Raphaël Draï, zal, 23 décembre 2011

L’EXISTENCE D’ISRAËL ET L’ESPRIT DE H’ANOUCCA, Radio J 10 Dec 2012

In Uncategorized on décembre 5, 2015 at 11:30

L’histoire du peuple juif se déroule toujours à l’intersection de deux lignes, celle d’une histoire, immémoriale, et celle de l’actualité la plus brûlante. Il ne faut perdre de vue ni l’une ni l’autre. Cette semaine est celle de la célébration de H’annouca, la fête de la lumière, celle qu’aurait voulu obscurcir le pouvoir démentiel d’une Grèce oublieuse d’Aristote. Et en même temps, c’est celle qui succède aux jours anxieux qui ont vu la majorité de l’AGNU reconnaître un « Etat observateur » de Palestine qui observe surtout la meilleure manière possible de détruire l’Etat d’Israël. Et c’est à l’intersection de ces deux lignes névralgiques que naît une inquiétude tenace, indissociable de l’espérance indéfectible du peuple juif. Inquiétude en effet lorsque l’on assiste au retour triomphal et en toute impunité d’un Khaled Méchal sur le territoire de Gaza et qu’il y célèbre la « victoire » du Hamas face à un fétiche géant reproduisant un de ces engins de mort constamment propulsés contre la population d’Israël pour tenter d’y provoquer le plus dégâts possibles. A ce propos il convient de revenir à la communauté juive de France face à la décision de sa diplomatie française de voter oui le 29 novembre. En reconnaissant qu’à ce sujet sa mobilisation effective a été bien plus faible et moins visible que l’an dernier, il ne s’agissait pas de laisser entendre que rien n’avait été tenté mais dans une indispensable discrétion. L’affirmer serait injurieux pour le ou les leaders concernés et les exposer au grief de forfaiture compte tenu de leurs responsabilités électives. On a voulu surtout mettre en question l’inadéquation de cette sorte de politique avec l’objectif poursuivi. Une démarche discrète ou qui ne puisse s’annoncer à son de trompe, comme cela se comprend, ne doit pas moins être appuyée simultanément sur des actions menées au grand jour, aussi larges et aussi visibles que possible, afin que les autorités publiques, surtout sensibles aux rapports de force, s’y montrent attentives. Chacun en jugera pour la communauté juive de France au regard par exemple de la communauté juive d’Italie, trente fois moins nombreuse. Face à la décision du gouvernement de Mario Monti de soutenir la demande de l’Autorité palestinienne, elle a réussi à mobiliser quelque cent parlementaires italiens contre cette décision, au passage celle d’un gouvernement moribond.

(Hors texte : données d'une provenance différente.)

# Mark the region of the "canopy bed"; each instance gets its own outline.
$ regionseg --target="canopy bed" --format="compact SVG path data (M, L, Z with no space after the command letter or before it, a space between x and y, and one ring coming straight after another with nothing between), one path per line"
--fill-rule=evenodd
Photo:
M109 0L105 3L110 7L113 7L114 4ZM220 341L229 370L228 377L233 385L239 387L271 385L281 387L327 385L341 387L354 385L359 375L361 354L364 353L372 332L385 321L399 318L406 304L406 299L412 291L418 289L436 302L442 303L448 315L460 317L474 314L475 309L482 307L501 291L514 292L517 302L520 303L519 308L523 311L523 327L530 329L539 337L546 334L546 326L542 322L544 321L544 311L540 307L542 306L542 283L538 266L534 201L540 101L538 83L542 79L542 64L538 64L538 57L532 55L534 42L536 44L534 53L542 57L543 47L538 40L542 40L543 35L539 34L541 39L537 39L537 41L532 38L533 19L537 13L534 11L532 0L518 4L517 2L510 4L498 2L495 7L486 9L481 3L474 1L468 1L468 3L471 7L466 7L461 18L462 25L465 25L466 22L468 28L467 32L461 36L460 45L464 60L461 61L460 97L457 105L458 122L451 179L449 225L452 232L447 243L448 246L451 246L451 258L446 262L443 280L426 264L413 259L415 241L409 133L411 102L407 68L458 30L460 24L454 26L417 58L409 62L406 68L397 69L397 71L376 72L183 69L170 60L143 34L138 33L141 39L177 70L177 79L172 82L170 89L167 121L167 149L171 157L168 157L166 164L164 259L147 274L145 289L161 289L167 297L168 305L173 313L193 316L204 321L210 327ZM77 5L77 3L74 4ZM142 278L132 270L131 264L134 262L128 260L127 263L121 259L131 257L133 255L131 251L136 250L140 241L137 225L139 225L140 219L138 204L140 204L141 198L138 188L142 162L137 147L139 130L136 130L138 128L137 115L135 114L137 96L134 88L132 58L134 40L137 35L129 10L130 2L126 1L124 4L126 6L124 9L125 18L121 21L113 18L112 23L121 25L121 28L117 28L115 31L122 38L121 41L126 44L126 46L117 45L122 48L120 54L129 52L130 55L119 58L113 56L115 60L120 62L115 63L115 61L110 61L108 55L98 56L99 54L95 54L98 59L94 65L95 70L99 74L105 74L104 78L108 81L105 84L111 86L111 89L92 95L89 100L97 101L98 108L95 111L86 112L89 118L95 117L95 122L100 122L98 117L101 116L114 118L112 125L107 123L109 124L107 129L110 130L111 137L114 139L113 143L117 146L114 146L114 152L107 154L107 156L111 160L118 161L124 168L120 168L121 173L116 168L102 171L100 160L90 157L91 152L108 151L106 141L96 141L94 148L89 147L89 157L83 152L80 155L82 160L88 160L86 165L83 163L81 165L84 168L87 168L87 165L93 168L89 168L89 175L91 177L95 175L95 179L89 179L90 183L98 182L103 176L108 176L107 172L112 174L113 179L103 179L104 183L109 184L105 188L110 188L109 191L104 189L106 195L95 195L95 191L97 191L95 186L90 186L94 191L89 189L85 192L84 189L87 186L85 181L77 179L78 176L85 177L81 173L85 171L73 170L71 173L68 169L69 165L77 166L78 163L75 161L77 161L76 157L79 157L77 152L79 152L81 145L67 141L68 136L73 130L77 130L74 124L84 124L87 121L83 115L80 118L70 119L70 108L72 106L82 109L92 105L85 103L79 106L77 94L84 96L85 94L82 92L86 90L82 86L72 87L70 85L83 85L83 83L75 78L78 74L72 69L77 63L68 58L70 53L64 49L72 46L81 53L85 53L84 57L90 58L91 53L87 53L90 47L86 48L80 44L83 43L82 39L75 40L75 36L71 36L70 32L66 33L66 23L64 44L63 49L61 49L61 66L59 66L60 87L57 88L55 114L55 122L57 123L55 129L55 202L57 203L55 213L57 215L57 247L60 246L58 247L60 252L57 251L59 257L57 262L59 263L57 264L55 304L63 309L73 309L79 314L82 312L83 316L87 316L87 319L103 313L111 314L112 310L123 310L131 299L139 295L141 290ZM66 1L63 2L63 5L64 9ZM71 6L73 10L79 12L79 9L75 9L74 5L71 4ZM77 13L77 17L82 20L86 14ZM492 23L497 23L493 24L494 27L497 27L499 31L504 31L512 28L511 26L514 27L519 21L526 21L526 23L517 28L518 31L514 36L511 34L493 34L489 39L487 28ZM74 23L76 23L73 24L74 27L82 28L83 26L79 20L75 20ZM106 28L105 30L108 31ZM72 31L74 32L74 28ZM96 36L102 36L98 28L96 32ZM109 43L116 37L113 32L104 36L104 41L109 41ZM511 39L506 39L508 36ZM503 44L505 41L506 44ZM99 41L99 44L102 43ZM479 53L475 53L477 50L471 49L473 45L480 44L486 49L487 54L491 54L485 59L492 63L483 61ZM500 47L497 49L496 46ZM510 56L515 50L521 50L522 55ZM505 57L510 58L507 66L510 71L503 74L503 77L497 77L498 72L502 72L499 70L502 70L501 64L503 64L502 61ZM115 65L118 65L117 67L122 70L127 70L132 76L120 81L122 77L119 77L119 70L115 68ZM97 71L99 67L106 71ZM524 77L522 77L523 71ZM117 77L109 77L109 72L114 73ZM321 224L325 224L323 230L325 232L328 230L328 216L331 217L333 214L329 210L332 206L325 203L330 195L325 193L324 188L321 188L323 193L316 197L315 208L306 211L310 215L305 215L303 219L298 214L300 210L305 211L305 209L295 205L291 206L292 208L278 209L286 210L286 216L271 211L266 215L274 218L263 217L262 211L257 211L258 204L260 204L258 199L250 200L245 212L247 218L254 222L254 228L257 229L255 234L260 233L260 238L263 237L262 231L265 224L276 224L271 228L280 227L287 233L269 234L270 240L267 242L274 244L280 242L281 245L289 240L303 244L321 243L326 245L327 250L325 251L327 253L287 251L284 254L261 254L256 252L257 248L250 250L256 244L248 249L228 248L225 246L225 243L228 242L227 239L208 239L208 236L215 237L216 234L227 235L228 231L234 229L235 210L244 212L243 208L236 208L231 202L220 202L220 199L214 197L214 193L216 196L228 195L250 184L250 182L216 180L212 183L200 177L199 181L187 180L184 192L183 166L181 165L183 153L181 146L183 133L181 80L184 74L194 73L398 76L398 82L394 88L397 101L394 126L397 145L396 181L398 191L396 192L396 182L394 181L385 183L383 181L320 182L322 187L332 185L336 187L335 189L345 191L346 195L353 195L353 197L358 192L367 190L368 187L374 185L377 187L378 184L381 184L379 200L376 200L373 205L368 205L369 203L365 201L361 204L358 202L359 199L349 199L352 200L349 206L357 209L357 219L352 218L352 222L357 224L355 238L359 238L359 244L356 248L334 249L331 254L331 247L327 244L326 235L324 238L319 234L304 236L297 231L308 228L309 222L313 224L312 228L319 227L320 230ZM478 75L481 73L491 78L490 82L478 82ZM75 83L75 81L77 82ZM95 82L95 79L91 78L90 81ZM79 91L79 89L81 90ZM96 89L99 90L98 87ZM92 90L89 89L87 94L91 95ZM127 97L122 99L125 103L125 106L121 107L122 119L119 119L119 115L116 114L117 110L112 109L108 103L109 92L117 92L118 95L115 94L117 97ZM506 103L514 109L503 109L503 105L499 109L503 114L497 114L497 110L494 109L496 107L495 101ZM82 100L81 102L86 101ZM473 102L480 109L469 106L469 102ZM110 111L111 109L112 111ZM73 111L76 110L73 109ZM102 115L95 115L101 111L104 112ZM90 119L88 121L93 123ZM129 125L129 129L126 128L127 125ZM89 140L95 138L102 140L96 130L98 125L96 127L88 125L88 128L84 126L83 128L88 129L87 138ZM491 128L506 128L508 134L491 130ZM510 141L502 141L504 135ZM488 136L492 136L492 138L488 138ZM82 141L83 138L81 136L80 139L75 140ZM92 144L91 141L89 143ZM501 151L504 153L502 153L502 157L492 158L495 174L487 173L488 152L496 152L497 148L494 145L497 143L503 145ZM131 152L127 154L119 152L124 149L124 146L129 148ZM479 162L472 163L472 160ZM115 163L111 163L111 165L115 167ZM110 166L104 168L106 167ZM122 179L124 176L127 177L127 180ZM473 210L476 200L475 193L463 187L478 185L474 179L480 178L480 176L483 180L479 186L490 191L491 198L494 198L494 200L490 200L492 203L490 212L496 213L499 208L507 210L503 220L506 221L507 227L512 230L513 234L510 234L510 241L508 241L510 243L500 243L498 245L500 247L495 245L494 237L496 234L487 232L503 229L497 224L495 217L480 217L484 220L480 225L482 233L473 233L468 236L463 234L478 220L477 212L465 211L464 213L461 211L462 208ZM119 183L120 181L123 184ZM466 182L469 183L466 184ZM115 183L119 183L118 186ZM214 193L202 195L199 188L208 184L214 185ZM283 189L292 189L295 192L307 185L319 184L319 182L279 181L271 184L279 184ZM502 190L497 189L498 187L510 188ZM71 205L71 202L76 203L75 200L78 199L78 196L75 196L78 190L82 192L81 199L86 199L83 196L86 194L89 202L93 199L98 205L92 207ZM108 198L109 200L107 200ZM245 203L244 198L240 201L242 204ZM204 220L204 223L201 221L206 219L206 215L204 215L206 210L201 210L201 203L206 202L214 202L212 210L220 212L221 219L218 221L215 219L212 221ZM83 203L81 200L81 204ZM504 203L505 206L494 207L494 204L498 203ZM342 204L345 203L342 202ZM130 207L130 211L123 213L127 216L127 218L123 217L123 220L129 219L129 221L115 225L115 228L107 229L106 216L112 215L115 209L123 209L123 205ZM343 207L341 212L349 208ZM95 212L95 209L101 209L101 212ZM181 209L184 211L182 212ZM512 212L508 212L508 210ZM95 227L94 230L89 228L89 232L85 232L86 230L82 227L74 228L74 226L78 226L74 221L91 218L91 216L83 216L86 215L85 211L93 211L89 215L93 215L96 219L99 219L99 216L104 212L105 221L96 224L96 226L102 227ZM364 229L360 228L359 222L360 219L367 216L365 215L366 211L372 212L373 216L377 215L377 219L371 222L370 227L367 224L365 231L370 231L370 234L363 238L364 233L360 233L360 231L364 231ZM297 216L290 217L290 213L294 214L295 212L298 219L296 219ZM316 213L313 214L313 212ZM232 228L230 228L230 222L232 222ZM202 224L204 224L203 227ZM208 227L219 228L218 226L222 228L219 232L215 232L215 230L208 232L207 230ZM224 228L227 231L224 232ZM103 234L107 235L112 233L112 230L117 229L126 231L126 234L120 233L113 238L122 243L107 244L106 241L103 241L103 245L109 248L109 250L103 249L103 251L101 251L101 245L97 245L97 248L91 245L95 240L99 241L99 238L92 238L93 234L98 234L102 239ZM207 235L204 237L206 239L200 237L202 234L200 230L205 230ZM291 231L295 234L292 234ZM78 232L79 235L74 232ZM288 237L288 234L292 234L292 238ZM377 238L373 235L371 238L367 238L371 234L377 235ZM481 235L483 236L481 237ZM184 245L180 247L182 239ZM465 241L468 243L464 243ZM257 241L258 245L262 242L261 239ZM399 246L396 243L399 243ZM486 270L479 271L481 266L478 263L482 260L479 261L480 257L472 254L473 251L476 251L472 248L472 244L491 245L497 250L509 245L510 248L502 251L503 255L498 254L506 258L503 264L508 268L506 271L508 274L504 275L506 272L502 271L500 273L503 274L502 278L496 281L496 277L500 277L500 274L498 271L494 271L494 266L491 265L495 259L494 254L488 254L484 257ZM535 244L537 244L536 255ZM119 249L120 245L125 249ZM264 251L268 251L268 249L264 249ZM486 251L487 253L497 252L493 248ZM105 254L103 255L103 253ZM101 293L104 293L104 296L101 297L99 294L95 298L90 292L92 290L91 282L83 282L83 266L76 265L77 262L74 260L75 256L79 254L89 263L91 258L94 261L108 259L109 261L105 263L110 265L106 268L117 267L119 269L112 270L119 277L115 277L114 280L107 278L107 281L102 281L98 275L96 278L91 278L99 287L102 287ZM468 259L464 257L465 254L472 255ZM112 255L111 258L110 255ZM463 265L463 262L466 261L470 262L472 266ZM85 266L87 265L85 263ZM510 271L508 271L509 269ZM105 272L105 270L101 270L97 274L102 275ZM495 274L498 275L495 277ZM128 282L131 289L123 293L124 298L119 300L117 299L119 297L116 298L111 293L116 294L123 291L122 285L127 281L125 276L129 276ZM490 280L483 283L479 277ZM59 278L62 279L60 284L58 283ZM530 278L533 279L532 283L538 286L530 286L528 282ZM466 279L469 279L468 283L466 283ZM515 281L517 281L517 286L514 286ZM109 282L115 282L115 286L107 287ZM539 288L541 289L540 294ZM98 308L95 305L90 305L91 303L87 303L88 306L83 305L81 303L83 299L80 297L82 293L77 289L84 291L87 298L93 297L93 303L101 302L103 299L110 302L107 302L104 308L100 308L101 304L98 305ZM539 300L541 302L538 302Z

Indépendamment des modalités pratiques de telle ou telle action, la communauté juive est également en droit d’être informée clairement de ce qui la concerne compte tenu de sa proximité affective et souvent familiale avec la populations d’Israël. A moins qu’on la tienne pour pratiquement inexistante, réduite à un carré d’institutions plus ou moins privatisées et de petites cellules coupées du réel. Aucun plaidoyer auto-justificatif et surtout aucune invective ne prévaudra contre ces obligations. En ce sens, et dans cette période précise, il faut une fois de plus rappeler que si la vie de la communauté juive de France se réduisait à éponger les insanités de l’antisémitisme et de l’antisionisme son existence ne sera plus que végétative. La symbolique de H’annouca le rappelle avec force et insistance. Par leur détermination et par leur intelligence des rapports de force, physique et spirituelle, les Hasmonéens pour la première fois dans l’histoire du peuple juif ont vaincu une puissance militaire plus grande que la leur. Mais c’est aussi le manque de lucidité de leurs continuateurs qui a conduit les légions romaines en terre de Judée. Allumer les lumières de H’annouca c’est les apporter au monde, certes. Encore faut-il au préalable y avoir éclairé notre propre esprit.

                                       Raphaël Draï

                               Radio J le 10 décembre 2012

AN 2002 – LA COMMUNAUTE JUIVE DE FRANCE DONNEES ET DEFIS (L’Arche Décembre 2002)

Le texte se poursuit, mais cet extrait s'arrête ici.